I was told that if I wanted to read a good “creature feature” I should check this out. I shouldn’t be so gullible. Really. Everyone likes things differently, so there’s a chance you might think this is a fine book. I would recommend it if you’re on a cruise ship craving a fishy frisson of deep sea toothiness after dinner, or if you’re a scuba diver wanting to up the ante a little. I wouldn’t recommend it for beach reading because falling asleep under the sun is not healthy. I speak from experience.
Meg is short for carcharodon megalodon, an ancient shark that swam with the dinosaurs back in its heyday that has been buried seven miles deep since the big rock fell on Yucatan. Deep sea pilot Jonas Taylor has an encounter with the beast that leaves him mentally challenged and professionally screwed for some years. No one believes he encountered an albino shark big enough to make a great white seem like your grandma’s goldfish. The bulk of the book is his story of mano a pescado, having to always defend himself against sneering naysayers and his own demons.
That doesn’t seem like a terrible book, surely, and Meg isn’t really terrible. It just isn’t very good.
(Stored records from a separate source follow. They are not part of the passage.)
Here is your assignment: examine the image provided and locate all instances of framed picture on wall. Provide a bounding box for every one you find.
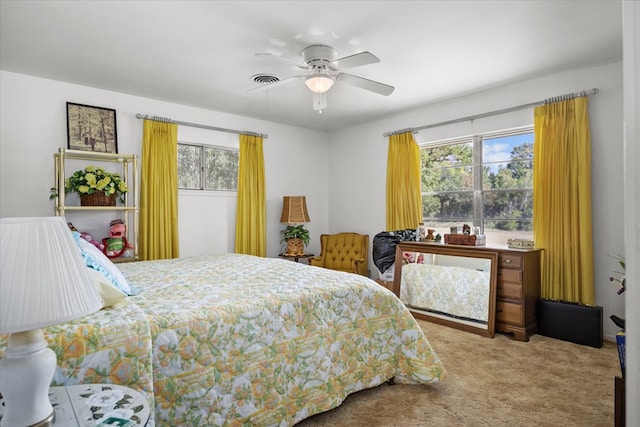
[66,102,118,153]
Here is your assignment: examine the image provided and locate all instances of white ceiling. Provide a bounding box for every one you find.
[0,1,622,132]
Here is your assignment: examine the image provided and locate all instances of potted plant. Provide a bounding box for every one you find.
[50,166,129,206]
[281,225,310,256]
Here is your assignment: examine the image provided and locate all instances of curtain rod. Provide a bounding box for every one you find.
[383,88,599,137]
[135,114,268,139]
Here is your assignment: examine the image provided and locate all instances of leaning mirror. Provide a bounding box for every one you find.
[392,242,499,337]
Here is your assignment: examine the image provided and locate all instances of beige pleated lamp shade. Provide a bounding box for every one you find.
[280,196,310,224]
[0,217,103,334]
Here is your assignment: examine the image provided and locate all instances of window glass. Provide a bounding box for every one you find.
[178,143,238,191]
[178,144,202,189]
[420,128,534,245]
[421,141,473,191]
[204,146,238,191]
[482,133,534,190]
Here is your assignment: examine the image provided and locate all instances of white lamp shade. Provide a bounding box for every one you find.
[0,217,103,334]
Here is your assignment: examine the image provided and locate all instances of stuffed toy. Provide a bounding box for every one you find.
[67,222,104,250]
[81,231,105,251]
[102,219,134,258]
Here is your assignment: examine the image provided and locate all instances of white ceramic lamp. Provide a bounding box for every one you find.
[0,217,103,426]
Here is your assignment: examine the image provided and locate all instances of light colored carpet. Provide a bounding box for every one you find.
[297,320,619,427]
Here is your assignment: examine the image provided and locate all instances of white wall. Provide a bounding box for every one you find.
[328,61,625,341]
[0,70,329,258]
[622,1,639,424]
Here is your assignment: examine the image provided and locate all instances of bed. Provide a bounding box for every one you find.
[2,252,446,426]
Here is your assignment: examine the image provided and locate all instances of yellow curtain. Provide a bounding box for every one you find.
[533,97,594,304]
[139,119,179,261]
[235,134,266,256]
[386,131,422,231]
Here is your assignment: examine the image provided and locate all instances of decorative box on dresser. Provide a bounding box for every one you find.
[494,247,542,342]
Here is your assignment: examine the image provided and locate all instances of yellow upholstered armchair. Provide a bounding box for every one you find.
[309,233,369,276]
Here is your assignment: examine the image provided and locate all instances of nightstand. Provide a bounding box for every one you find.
[0,384,150,426]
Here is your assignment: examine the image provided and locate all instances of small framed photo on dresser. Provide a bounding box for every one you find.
[67,102,118,153]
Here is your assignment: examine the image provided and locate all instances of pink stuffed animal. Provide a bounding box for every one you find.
[81,231,105,251]
[102,219,134,258]
[67,222,104,250]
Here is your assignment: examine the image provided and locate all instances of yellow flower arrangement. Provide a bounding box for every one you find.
[50,166,128,204]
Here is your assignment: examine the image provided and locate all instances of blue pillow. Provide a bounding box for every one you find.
[72,231,139,296]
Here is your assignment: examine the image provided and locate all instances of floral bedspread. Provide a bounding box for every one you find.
[400,262,491,323]
[1,254,446,427]
[0,298,156,423]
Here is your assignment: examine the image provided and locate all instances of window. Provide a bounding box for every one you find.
[178,142,239,191]
[420,127,534,245]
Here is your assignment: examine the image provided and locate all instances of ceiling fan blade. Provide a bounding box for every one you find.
[255,52,307,69]
[247,75,305,93]
[330,51,379,70]
[313,92,327,111]
[336,73,395,96]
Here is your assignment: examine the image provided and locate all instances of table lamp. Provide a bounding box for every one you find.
[0,217,103,426]
[280,196,311,256]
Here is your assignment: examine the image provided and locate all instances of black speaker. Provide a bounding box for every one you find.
[537,299,603,348]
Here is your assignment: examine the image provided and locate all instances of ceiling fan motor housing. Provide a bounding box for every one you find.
[302,45,337,69]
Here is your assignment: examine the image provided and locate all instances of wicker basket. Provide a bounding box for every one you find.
[80,192,116,207]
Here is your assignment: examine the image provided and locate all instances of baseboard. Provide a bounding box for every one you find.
[536,299,603,348]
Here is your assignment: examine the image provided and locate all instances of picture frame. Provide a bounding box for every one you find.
[66,102,118,153]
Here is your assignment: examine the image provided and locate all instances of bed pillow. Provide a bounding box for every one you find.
[73,232,139,296]
[86,267,127,307]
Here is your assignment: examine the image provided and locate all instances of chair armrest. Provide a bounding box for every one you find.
[353,257,366,274]
[309,257,322,267]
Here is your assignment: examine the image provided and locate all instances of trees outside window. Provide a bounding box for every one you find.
[420,127,534,245]
[178,143,238,191]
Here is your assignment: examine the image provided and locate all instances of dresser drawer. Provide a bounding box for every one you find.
[497,281,523,300]
[496,301,523,325]
[499,253,523,269]
[499,268,522,284]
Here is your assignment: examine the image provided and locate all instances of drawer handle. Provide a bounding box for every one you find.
[504,259,513,264]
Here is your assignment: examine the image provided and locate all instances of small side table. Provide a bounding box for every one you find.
[279,253,315,264]
[0,384,150,426]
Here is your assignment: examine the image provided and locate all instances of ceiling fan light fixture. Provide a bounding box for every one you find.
[305,74,334,94]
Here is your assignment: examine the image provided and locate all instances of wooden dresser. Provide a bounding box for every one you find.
[494,247,541,341]
[387,242,541,342]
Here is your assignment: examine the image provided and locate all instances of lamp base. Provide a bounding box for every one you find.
[0,329,56,427]
[285,238,305,256]
[28,411,55,427]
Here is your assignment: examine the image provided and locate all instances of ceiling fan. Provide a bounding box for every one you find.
[249,44,394,112]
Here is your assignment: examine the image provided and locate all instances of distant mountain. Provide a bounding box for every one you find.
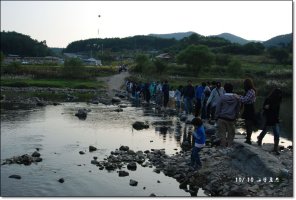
[263,33,292,48]
[149,31,196,40]
[213,33,250,45]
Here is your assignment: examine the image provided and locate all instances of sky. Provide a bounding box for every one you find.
[0,1,293,48]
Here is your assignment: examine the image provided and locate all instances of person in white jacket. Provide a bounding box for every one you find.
[206,81,225,121]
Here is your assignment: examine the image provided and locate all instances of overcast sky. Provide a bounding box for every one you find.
[0,1,292,48]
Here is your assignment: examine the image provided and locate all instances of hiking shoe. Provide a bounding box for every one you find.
[272,149,280,155]
[244,140,252,145]
[257,136,262,146]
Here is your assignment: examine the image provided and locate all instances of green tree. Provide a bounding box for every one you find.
[227,59,242,76]
[215,54,231,66]
[134,54,149,73]
[242,42,265,55]
[154,59,167,75]
[62,58,86,79]
[0,51,4,63]
[268,47,289,64]
[177,45,214,74]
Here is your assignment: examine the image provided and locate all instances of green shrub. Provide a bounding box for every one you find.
[227,59,243,76]
[62,58,86,79]
[215,54,231,66]
[154,59,167,75]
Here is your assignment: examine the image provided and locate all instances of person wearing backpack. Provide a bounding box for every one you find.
[257,88,282,155]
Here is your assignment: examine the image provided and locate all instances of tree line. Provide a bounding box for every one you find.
[0,31,292,66]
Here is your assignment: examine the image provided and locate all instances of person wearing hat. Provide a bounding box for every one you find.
[190,117,206,170]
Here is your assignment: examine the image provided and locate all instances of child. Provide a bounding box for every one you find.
[191,117,206,170]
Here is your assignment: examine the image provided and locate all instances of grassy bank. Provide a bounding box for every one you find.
[1,77,105,89]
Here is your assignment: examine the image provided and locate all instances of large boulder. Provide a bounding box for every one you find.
[229,141,289,177]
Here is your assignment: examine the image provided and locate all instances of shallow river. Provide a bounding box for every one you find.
[1,102,200,197]
[0,100,292,196]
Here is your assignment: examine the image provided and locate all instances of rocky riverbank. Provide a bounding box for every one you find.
[87,125,292,197]
[0,86,112,106]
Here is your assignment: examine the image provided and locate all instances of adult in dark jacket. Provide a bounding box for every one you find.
[257,88,282,155]
[215,83,240,147]
[183,80,195,115]
[236,78,256,145]
[162,80,170,108]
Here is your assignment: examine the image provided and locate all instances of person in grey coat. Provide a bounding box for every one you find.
[215,83,240,147]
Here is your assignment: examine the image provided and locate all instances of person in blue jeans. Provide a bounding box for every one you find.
[257,88,282,155]
[190,117,206,170]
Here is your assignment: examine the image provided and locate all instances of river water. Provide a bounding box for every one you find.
[1,102,200,197]
[1,99,292,196]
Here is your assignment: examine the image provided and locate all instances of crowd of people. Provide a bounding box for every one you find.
[125,78,283,169]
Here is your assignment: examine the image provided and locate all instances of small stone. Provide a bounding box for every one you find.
[127,162,137,171]
[150,140,153,143]
[32,151,41,157]
[157,180,161,183]
[114,108,123,112]
[93,156,98,160]
[99,167,104,170]
[129,179,138,186]
[91,160,99,165]
[132,121,149,130]
[119,146,129,151]
[35,157,42,162]
[149,193,156,197]
[118,171,129,177]
[79,151,85,155]
[9,175,21,179]
[89,146,97,152]
[153,169,160,174]
[58,178,64,183]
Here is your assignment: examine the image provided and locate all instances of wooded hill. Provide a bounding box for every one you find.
[1,31,53,57]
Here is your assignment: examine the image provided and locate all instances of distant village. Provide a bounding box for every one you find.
[3,51,172,66]
[3,53,103,66]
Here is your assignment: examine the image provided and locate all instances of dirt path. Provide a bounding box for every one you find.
[97,71,130,97]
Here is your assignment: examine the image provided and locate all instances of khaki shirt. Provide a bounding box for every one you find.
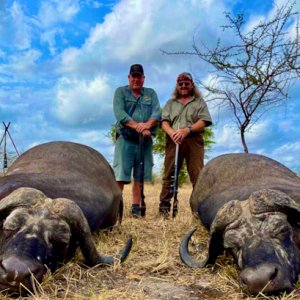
[161,96,212,130]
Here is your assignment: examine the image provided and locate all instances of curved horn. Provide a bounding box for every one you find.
[179,228,208,268]
[180,200,243,268]
[179,227,223,268]
[53,198,132,266]
[0,187,46,216]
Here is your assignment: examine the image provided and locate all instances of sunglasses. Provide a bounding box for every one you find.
[178,82,191,87]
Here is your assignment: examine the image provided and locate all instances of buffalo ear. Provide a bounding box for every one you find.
[207,200,243,262]
[52,198,132,266]
[52,198,101,266]
[0,187,45,218]
[249,189,300,224]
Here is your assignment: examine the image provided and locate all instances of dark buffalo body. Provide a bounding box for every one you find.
[181,153,300,295]
[191,153,300,229]
[0,141,121,230]
[0,141,131,294]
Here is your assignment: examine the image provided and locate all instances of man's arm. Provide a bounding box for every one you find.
[135,119,158,133]
[161,120,174,137]
[135,89,161,133]
[113,87,133,124]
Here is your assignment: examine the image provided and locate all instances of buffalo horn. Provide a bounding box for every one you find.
[179,228,209,268]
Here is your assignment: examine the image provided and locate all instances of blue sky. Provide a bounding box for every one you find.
[0,0,300,173]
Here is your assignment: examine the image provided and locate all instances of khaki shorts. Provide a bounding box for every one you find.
[113,137,153,183]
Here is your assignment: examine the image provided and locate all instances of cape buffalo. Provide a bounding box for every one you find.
[0,141,132,294]
[180,153,300,295]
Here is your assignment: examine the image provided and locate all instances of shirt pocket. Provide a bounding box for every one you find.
[140,100,152,121]
[125,97,138,115]
[189,104,201,123]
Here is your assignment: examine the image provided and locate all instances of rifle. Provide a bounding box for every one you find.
[171,142,179,218]
[139,133,146,217]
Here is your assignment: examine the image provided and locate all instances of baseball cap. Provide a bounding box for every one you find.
[177,72,193,82]
[129,64,144,75]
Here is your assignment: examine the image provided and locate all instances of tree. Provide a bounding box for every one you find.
[163,1,300,152]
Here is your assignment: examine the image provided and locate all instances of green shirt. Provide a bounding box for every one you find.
[113,86,161,126]
[161,96,212,130]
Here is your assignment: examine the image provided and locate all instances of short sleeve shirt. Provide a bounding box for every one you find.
[161,96,212,129]
[113,86,161,125]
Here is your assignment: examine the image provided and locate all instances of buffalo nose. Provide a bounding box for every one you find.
[240,263,290,294]
[0,256,41,285]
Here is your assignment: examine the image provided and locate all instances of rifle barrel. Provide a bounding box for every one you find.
[172,142,180,218]
[139,134,146,217]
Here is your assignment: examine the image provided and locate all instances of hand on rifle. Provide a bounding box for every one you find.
[135,122,150,133]
[142,129,151,137]
[171,128,189,144]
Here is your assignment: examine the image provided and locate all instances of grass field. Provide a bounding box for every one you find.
[1,182,300,300]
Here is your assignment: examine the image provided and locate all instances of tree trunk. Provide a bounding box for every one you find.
[241,128,248,153]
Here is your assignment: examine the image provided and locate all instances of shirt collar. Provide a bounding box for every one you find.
[175,96,195,104]
[126,85,144,97]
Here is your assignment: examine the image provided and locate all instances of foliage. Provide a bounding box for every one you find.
[153,126,214,157]
[163,0,300,152]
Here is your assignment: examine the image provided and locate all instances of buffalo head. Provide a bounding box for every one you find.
[0,187,132,294]
[180,189,300,294]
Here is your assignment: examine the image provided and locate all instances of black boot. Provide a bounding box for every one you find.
[131,204,141,218]
[159,201,171,216]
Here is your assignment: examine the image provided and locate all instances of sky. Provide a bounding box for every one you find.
[0,0,300,173]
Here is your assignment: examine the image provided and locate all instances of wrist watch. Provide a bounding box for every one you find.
[188,126,193,133]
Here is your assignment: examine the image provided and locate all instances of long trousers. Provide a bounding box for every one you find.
[159,135,204,203]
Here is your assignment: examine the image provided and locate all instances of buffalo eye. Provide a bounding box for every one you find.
[46,223,71,248]
[3,212,27,234]
[223,229,243,250]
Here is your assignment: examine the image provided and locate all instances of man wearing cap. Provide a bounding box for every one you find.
[113,64,161,217]
[158,72,212,215]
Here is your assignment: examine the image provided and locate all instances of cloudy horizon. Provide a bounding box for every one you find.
[1,0,300,173]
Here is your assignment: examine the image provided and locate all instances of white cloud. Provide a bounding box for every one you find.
[77,130,106,144]
[2,0,299,172]
[75,129,115,162]
[213,123,241,149]
[58,0,227,78]
[271,142,300,171]
[272,142,300,156]
[40,28,64,55]
[0,2,33,50]
[54,75,114,126]
[247,120,271,142]
[90,1,104,9]
[35,0,81,54]
[0,49,42,80]
[38,0,80,28]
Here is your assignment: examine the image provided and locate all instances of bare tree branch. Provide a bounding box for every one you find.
[163,0,300,152]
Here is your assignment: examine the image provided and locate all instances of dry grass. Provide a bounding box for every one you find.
[1,183,300,300]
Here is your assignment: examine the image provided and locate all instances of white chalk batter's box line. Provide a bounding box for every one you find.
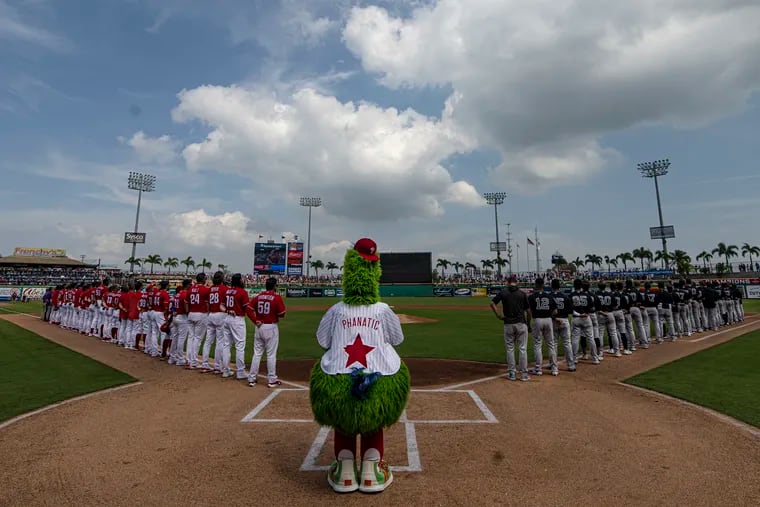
[240,388,498,473]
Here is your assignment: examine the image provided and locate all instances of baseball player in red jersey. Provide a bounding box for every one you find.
[247,277,286,387]
[127,282,143,349]
[184,273,210,369]
[117,285,133,348]
[169,279,192,366]
[223,273,249,379]
[148,281,171,357]
[74,283,84,332]
[62,284,75,329]
[80,284,92,334]
[136,285,152,353]
[93,279,109,338]
[202,271,228,373]
[105,286,119,342]
[50,286,60,324]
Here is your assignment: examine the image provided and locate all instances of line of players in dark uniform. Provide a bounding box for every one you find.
[494,277,744,381]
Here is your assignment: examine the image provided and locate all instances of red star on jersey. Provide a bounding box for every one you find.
[344,333,375,368]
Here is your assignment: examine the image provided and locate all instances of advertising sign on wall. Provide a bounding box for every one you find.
[744,285,760,299]
[286,242,304,276]
[254,242,287,275]
[286,288,307,298]
[13,247,66,257]
[433,287,454,297]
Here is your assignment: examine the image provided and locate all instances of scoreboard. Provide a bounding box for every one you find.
[379,252,432,284]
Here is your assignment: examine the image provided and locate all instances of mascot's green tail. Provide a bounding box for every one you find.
[310,361,411,435]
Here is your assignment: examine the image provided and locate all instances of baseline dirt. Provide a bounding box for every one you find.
[1,313,759,506]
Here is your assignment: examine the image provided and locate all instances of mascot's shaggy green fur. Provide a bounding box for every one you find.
[309,239,410,493]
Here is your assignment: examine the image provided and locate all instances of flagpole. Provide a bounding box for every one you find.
[535,226,540,273]
[526,240,531,272]
[516,242,520,274]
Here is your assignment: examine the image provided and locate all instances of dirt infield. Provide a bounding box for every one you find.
[1,313,760,506]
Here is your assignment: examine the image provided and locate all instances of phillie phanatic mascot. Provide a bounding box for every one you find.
[310,238,410,493]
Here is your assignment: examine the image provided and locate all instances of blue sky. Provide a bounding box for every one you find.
[1,0,759,272]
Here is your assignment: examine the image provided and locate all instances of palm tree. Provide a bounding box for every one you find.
[217,264,228,273]
[671,250,691,275]
[741,243,760,270]
[632,247,652,271]
[164,257,179,274]
[696,251,713,272]
[654,250,672,270]
[480,259,494,276]
[436,258,451,279]
[125,256,141,271]
[712,242,738,273]
[603,255,618,274]
[144,254,162,275]
[585,254,602,272]
[464,262,477,276]
[452,261,464,276]
[310,259,324,277]
[181,256,195,275]
[616,252,634,271]
[198,258,212,273]
[492,257,508,276]
[571,257,584,271]
[326,261,339,278]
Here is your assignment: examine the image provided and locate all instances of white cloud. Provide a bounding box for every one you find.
[120,131,179,164]
[343,0,760,190]
[172,85,481,220]
[0,0,72,52]
[166,209,255,249]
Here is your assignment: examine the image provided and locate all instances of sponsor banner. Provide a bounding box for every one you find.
[433,287,454,297]
[744,285,760,299]
[286,288,307,298]
[323,288,343,297]
[0,287,14,301]
[254,242,287,275]
[286,242,304,276]
[22,287,45,300]
[123,232,146,244]
[13,247,66,257]
[471,287,488,297]
[454,288,472,297]
[709,278,760,285]
[308,288,323,298]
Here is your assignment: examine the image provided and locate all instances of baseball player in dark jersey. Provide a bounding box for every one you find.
[702,282,720,331]
[528,278,557,376]
[570,279,598,364]
[597,282,621,357]
[550,279,575,372]
[686,280,704,333]
[490,275,532,381]
[733,284,744,322]
[614,282,634,354]
[676,281,692,337]
[659,283,677,341]
[642,282,662,343]
[625,280,648,348]
[583,281,601,357]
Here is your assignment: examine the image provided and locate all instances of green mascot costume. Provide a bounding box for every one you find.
[310,238,411,493]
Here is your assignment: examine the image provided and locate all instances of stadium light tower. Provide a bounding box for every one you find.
[637,159,670,259]
[299,196,322,277]
[483,192,507,279]
[127,172,156,273]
To begin with, an issue that is “revised and expanded” should not have that many typos, incorrect tense or just plain misused words. I found the whole setup ham handed. The prologue, which goes on FOR. EVER. not only introduces us to the mustache twirling bad guys (the early ones – there are more later), but the stereotypically juvenile boy scientists who think pantsing each other at 19,000 feet below sea level to be hilariously funny. Okay, they didn’t do that, but only because the author didn’t think of it. We’re introduced to the science of the deepity deep part of the Pacific Ocean, shark physiology, deep sea diving, and then there is the build up to the preliminary encounter of shark and pilot. The action sequences are loaded with wiki notes, which I don’t mind, to a certain point. And then there are more scenes with more science, and more of the build-up. We all know what is going to happen, it’s the prologue and the book needs to be properly set up, so get on with it already. I was reading this on my phone so about a hundred pages later chapter one finally showed up, and hey, we get to read the Readers Digest version of the prologue.
Several times while reading the book I found myself talking to my phone, like, “Why does he rehash? This happened, and oh, let me tell you again that this happens, and then maybe a couple more times. Argh!” This is not helped by the author’s clunky prose. Not clunky in an endearing way, like Rhiannon Frater’s but more like, “their eyes following the unseen creature” kinda way.
Fortunately for us all, there is a movie in the works from Warner, starring Jason Statham, Jessica McNamee, Ruby Rose, Rainn Wilson, and Li Bingbing. I’m happy to see they’ve cast Asian actors for the Japanese character roles. It should be a fine Michael Bay production, or a wannabe, because the book is chock full of character clichés and situations that are terribly convenient to create a picturesque series of (supposedly) horrifying run ins between the Meg and humans, who take up so MUCH ocean space that of course that’s going to happen. Repeatedly. To be fair, having watched the antics of occasionally moronic tourists, I can almost believe some of it happening. Almost.
I didn’t care for the author’s portrayal of women, the very few that were in the book. They’re either dangerously careless and idiotically headstrong, or they’re conniving and power hungry. He portrays their sexuality in a rather masculine way, having both of them at one point or another, “burying her tongue in his mouth”. Couldn’t they just, you know, kiss?
Finally we get to the last part of the book, where we are treated to a super extended action sequence with less wiki science embedded but a strong Hollywood blockbuster flavor. Action should move, if you ask me, not wallow around in the sea for another fifty pages.
It seems like I really hated this book, but I didn’t. There are more than a few things a potential reader should be aware of going in, and if you don’t mind overlooking those problems and love creature features then you’ll have an okay time reading this. My recommendation is to skip the book and watch the movie when it comes out in 2018. It’ll be loud and has the potential for some good action sequences, since they won’t have the science lecture interludes. We hope.
CFR: In Addition: As I was typing in this post, Mildred came into my office. We spent several minutes discussing how much we like Jason Stathan – especially his Spy performance. 🙂 I will not, however, bother reading this book. Thanks for taking one for the blog, Mildred!